Lech Poznań będzie zdecydowanym faworytem tego pojedynku. Mimo tego, że drużyna z Poznania sklasyfikowana jest na wysokim, trzecim miejscu w stawce, musi mierzyć się z własnymi problemami. Na włosku wisi posada Johna van den Broma, dla którego starcie z Radomiakiem może być jego ostatnim w roli trenera "Lechitów". Jak wynika z nieoficjalnych informacji, w Poznaniu niezadowoleni są z tego jak w ostatnich tygodniach wygląda zespół. Ponadto zawieszony za żółte kartki jest kluczowy zawodnik Lecha, szwedzki napastnik Mikael Ishak.
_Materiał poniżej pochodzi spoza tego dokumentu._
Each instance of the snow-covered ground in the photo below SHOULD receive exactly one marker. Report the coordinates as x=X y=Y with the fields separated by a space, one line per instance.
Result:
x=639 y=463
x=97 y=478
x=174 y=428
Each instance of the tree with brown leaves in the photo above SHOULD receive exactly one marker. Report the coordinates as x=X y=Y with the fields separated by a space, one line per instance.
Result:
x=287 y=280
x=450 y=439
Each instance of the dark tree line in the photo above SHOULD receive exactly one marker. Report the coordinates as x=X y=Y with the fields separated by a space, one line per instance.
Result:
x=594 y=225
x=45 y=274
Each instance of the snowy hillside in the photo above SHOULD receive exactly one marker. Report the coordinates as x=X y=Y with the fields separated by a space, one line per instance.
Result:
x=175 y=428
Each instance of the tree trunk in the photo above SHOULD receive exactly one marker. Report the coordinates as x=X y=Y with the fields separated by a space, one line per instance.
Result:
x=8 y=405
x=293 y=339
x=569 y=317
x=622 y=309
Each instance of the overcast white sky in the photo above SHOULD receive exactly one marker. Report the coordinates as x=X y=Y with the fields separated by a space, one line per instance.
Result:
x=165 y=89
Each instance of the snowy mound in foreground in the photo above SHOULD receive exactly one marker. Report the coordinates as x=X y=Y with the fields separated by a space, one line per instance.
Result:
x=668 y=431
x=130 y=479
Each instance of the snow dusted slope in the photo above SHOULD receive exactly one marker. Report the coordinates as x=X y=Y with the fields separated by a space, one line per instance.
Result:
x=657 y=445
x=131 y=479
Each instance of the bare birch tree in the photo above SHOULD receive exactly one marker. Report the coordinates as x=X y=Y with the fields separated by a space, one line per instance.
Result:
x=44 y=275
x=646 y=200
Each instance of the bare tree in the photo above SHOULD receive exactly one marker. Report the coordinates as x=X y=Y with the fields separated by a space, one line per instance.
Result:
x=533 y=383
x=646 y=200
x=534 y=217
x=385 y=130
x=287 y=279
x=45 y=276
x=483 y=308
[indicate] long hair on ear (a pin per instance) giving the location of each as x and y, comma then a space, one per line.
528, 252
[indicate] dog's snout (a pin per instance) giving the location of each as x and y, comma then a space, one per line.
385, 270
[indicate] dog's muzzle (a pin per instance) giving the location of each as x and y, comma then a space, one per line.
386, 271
Poznaniacy przegrali dwa z trzech ostatnich ligowych starć.
- Przed nami rywal z najwyższej półki. To zespół, na którym ciąży presja wygrania tego meczu, to faworyt sobotniego starcia. Wiem jaka jest presja i oczekiwania w Poznaniu i myślę, że każdy inny wynik będzie rozczarowaniem. My postaramy się żeby to rozczarowanie nastąpiło - mówi trener Maciej Kędziorek.
Warto dodać, że mecz Radomiak - Lech będzie już drugą rywalizacją w rundzie rewanżowej. Pierwsze spotkanie tych drużyn przy ul. Bułgarskiej padło łupem zespołu z Wielkopolski, który zwyciężył 2:0. Historia bezpośrednich spotkań nie jest tak oczywista, jak może się wydawać. Na ostatnich pięć pojedynków dwa z nich wygrał "Kolejorz", jedno Radomiak, a pozostałe dwa zakończyły się remisem.
Początek spotkania Radomiak - Lech w sobotę (16 grudnia) o godz. 20. Arbitrem tego starcia będzie sędzia Daniel Stefański. Wóz VAR obsługiwać będą Damian Kos i Bartosz Heinig.